Sadly, my last name is not Cruise and I do not have his people. Therefore, I typically find myself sitting behind a monitor with the director, producers, and writers, while a stunt guy does a simple 180 in a stake bed truck, on a closed, four-lane street in season 2, episode 5 of Graceland… not that I’m bitter about it.


Now I have had my fair share of wheel time on screen. I once drove an H2 Hummer about 30 yards on a lakefront and came to a complete stop. I also got to rev the engine of a 2005 Mustang GT, automatic no less, loudly, while the cameras rolled. Then there was the whole “Flail around like an idiot in a stationary Range Rover to simulate a roll over while the camera guys worked their magic” deal.

But the stake bed truck in that one episode of Graceland; that was the one that got away.


Having read the script a week in advance, I knew of the stunt early on and had a chat with my director, Sandy Bookstaver, and stunt coordinator, Chick Bernhard, about how we were going to shoot it.

The scene was a simple one: My character, Carlito Solano (drug lord, human trafficker, and all-around classy guy), would be scooping up Johnny Tuturro (Undercover FBI agent played by my buddy Manny Montana) to head to a little pick up of some product. We’d be driving along in said stake bed truck full of oil drums used to hide the goods.

Suddenly, Carlito gets a call, shit goes south, and the truck flips a bitch to head back in the opposite direction just in time to avoid a hole bunch of stuff getting blown up. Boom. End scene.


It was a beautiful spring night somewhere outside of Ft. Lauderdale. In typical South Florida fashion, a rain shower came and went providing just enough moisture to get the optimum grip/slip ratio for some serious 180 action. I was stoked. Although pretty straightforward, there’s something super cool about pulling 180’s in a big ass truck. Especially one rigged with a rally style, hydraulic e-brake.

We shot the first part of the scene: Carlito pulling into frame at about 5 mph and coming to a stop. Nailed it.

For the next portion, the truck was hooked up to a process trailer, which is basically a super low flatbed with all sorts of mounts to rig cameras and lights and other equipment. It allows the vehicle being filmed to be dragged around without actually being driven while the director, DP, and camera guys hang on for dear life. Then the big moment… the 180.


Aside from a handful of onlookers and their camera phones, the four-lane street was closed in both directions for about a half-mile. The plan was to get the truck up to 30 mph or so, apply a little Scandanvian flick, pull the e-brake, and continue in the opposite direction. Something pretty much every one of us did as a teenager. Or last Saturday.

Alas, my time behind the wheel had ended. A stunt double was called in to carry out the task as it was deemed “too dangerous.” Sad face.


To pour salt onto the wound, Graceland would then be cancelled a season later. Carlito will never know the rush of pulling the perfect 180.

Frustrating as it may be, I understand the rationale behind it all. I also realize that regardless of the career path one chooses, it takes time to get to the top and I’ll have my day in the sun.
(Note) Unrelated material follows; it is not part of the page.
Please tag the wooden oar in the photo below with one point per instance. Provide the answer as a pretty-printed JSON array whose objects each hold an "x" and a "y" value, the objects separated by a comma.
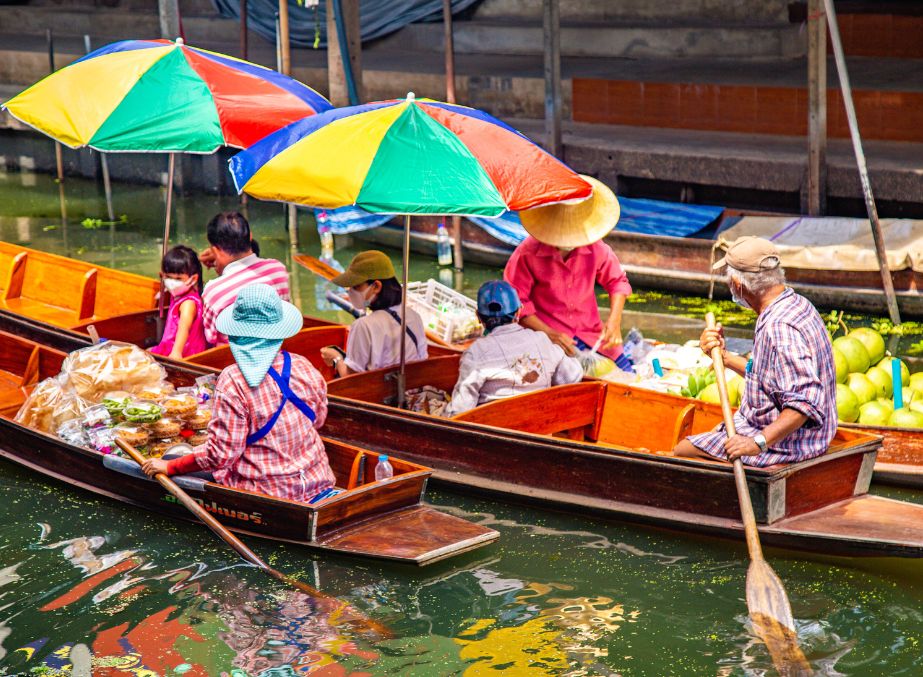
[
  {"x": 767, "y": 602},
  {"x": 366, "y": 623}
]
In fact, I’m already seeing progress. I play a Marine in my upcoming blockbuster (and by blockbuster I mean straight to DVD and on demand) film, Jarhead: The Siege. In it I get to drive a ratty old Tata pickup truck with a .50 cal machine gun mounted in the bed around the former North Korean Embassy in Bulgaria.


Albeit not while the other actor was manning the gun. They used a stunt double for that.

I’m coming for you, Tom Cruise.

Erik Valdez is a native Texan living in Los Angeles who pops up on TV occasionally and races cars in between. He once wrote a two sentence bio about himself in the third person.